Phishing Attack on Oregon State Hospital Prompts Early Notification

Exploit: Spear phishing attack

Oregon State Hospital: Public psychiatric hospital based in Salem, Oregon

Risk to Small Business: 1.555 = Severe: An employee clicked on a phishing email, which allowed hackers to gain access to the employee’s email account. Fortunately, IT administrators were able to identify the breach just 40 minutes after it occurred, limiting the exposure of patient information. Although the investigation isn’t complete, the company did reveal that an undetermined amount of patient information was exposed during the breach

Individual Risk: 2 = Severe: The phishing scam compromised names, dates of birth, medical record numbers, diagnoses, and treatment care plans. Although the company plans to notify impacted individuals in 4 to 6 weeks, anyone with records as the hospital should monitor their credentials for potential misuse.

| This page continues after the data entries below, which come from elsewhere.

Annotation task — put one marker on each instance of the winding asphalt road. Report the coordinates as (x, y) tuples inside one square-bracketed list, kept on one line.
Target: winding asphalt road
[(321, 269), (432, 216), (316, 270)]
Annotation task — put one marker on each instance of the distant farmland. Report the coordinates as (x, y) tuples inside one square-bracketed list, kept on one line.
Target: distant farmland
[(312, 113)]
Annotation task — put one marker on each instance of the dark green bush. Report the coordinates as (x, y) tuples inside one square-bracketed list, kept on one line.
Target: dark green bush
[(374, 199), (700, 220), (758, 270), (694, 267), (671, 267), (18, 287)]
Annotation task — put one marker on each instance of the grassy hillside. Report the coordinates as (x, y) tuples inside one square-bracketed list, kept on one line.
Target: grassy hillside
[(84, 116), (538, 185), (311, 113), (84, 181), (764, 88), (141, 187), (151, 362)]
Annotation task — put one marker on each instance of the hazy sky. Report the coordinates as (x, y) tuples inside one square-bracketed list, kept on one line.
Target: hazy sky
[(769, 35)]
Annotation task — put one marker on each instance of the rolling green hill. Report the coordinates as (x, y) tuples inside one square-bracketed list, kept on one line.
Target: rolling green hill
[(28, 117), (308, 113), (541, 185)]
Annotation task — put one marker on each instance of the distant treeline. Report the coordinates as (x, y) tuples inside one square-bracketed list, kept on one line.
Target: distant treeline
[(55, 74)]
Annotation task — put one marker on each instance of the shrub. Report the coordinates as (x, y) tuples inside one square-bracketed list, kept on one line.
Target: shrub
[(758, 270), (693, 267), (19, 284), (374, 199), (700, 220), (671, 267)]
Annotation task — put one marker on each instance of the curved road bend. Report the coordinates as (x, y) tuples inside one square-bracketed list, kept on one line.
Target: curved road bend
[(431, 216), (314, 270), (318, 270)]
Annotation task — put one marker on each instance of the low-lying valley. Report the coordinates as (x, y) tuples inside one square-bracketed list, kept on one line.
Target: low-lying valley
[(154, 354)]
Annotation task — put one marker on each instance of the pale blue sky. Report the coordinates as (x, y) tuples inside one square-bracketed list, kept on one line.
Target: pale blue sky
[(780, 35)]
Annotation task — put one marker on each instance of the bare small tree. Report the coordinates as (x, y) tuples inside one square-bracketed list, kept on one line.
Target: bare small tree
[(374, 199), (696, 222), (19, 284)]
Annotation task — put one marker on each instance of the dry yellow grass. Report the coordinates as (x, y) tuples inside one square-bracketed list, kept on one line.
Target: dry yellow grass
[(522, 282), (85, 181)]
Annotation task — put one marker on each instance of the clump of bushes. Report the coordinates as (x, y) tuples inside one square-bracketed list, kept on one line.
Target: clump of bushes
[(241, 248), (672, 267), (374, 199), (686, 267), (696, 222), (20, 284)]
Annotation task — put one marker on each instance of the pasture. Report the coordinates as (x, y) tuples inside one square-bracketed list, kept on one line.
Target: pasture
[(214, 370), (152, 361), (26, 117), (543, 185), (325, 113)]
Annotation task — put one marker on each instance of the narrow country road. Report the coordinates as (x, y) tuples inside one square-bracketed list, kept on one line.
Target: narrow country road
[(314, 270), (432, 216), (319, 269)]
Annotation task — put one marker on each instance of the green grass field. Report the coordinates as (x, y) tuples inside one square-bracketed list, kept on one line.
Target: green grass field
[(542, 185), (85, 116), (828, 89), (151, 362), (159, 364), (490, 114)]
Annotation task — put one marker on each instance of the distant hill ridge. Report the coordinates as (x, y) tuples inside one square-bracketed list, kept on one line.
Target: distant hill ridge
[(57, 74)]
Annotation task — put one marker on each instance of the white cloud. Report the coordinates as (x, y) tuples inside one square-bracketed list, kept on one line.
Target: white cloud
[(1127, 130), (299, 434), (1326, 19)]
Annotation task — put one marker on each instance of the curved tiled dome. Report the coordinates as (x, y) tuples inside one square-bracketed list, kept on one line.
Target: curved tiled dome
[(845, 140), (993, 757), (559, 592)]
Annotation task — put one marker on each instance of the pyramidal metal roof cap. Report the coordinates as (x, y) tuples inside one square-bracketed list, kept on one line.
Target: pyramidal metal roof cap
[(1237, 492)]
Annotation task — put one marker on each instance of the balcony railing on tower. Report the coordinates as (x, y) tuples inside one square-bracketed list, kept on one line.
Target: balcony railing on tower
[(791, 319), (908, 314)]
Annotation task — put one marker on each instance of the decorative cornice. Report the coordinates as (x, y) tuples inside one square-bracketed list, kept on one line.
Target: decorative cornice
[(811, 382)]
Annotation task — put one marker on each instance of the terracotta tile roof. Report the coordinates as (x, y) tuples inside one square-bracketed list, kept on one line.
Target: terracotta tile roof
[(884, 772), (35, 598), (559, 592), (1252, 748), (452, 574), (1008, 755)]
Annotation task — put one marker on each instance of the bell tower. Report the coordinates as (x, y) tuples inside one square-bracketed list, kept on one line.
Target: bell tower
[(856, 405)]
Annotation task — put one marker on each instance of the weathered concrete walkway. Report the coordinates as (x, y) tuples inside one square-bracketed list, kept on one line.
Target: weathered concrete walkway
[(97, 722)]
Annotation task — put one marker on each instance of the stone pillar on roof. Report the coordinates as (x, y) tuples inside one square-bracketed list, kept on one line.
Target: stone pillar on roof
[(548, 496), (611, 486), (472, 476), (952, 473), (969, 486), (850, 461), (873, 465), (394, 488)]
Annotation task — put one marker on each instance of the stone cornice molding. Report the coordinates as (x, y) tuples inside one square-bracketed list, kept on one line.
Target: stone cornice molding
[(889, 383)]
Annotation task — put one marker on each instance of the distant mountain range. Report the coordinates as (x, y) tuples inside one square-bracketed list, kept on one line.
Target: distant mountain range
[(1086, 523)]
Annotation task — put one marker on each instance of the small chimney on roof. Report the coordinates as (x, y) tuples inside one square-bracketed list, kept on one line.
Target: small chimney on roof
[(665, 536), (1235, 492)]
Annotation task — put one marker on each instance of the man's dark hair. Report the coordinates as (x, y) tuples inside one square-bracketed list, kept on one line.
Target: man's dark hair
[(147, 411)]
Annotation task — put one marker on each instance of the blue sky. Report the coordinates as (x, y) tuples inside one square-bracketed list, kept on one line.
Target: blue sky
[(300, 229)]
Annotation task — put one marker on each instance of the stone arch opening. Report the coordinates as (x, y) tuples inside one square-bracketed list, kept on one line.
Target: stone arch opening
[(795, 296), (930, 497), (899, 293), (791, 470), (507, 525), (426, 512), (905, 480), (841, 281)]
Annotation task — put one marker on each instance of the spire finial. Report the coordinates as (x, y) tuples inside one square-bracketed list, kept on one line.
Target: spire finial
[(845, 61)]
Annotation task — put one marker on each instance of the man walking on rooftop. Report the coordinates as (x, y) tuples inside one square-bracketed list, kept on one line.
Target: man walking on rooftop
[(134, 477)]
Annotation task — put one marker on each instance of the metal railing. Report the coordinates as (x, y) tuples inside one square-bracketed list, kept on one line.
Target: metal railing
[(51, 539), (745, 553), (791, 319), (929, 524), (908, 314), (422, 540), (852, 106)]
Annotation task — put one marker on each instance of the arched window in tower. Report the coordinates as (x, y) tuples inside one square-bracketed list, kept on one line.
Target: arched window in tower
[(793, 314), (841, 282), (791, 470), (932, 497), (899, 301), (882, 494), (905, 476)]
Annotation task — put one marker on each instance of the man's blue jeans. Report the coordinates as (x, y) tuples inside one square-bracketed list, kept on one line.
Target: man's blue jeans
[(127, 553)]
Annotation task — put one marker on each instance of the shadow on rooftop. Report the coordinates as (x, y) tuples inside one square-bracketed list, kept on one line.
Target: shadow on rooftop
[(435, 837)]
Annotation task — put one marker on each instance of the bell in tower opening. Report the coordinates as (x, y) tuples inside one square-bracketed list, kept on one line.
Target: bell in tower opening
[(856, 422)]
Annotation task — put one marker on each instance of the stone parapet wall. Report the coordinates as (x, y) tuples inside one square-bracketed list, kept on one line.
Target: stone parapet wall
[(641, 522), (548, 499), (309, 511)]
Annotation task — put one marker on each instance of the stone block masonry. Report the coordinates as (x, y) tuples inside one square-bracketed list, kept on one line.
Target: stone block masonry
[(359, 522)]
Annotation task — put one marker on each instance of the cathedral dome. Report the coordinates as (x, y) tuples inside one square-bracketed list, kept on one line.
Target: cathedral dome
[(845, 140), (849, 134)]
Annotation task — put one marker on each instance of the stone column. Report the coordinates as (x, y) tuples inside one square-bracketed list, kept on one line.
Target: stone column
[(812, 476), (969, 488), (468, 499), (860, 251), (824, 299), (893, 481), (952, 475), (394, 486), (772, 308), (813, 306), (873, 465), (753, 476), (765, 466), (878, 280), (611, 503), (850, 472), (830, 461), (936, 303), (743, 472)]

Customers Impacted: Unknown
How it Could Affect Your Customers’ Business: Phishing scams are entirely avoidable, and any data breach that results from a phishing scam is a self-inflicted wound for the company’s reputation. In addition to deploying robust security software, companies should conduct regular training to avoid unnecessary data breaches. MSPs should consider partnering with third-party cybersecurity services that provide robust employee training to avoid phishing scams.